SINGAPORE (July 24): Singapore’s malls are showing some resilience to the global hollowing out of physical retail by online shopping. The demographics of the smartphone generation are still against them, though.
Suburban middle-class shopping centers put up a strong show in CapitaLand Mall Trust’s quarterly earnings Tuesday. Their relative outperformance was an overarching theme in the results of Singapore’s biggest mall landlord, which offer a useful three-monthly check on the retail pulse and shifting consumption patterns in the city-state.
CapitaLand Mall’s tenants saw sales slid 0.9% from a year earlier in the first half, extending a 0.4% decline in the January-March quarter.Yet the real estate investment trust managed a respectable 4%-plus increase in rents on about 150,000 square feet of the roughly 800,000 square feet of retail space where new leases were signed or old ones renewed in the first six months.
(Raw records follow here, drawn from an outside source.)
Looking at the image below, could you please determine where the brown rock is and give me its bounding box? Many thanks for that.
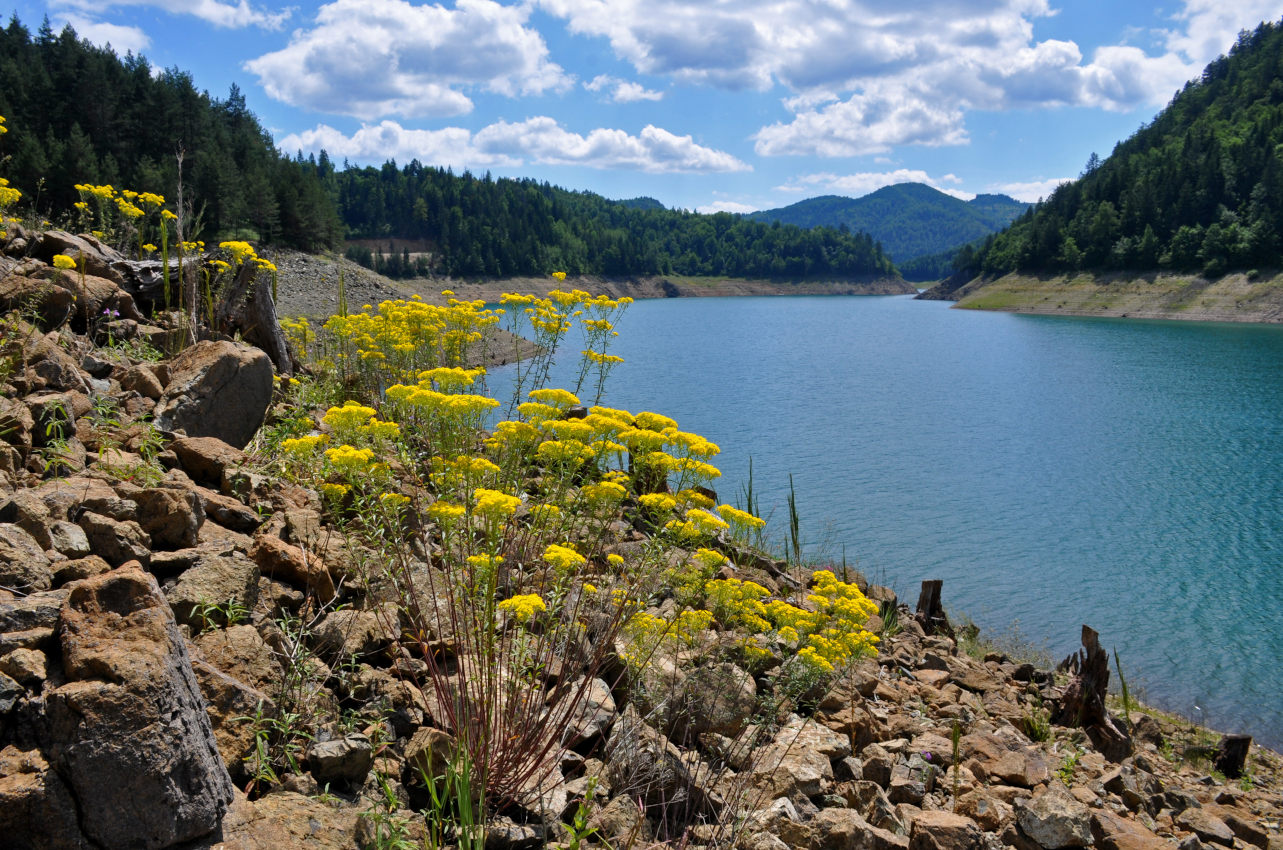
[1092,809,1171,850]
[155,341,273,451]
[121,364,164,401]
[133,487,205,549]
[908,812,981,850]
[0,523,54,592]
[46,568,232,850]
[169,436,245,487]
[78,512,151,567]
[0,746,91,850]
[249,535,335,603]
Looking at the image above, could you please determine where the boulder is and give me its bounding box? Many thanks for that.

On one block of 40,000 square feet, the REIT negotiated a 5.6% jump.
What’s remarkable is that the malls where rents rose the most are out on the island’s more industrial western side: Lot One Shoppers’ Mall, IMM Building and Westgate. The landlord’s better-known properties in Singapore’s mainstay shopping and dining districts – Orchard Road, Clarke Quay and Bugis – couldn’t even eke out a 1% increase over rents agreed in previous leases, typically signed three years ago. Rents even fell at Raffles City, an iconic brand that Singapore has exported to Chongqing in China.
So while retail attractions frequented by Singapore’s well-heeled, tourists and business visitors are languishing, those that cater largely to public housing estates are holding up well.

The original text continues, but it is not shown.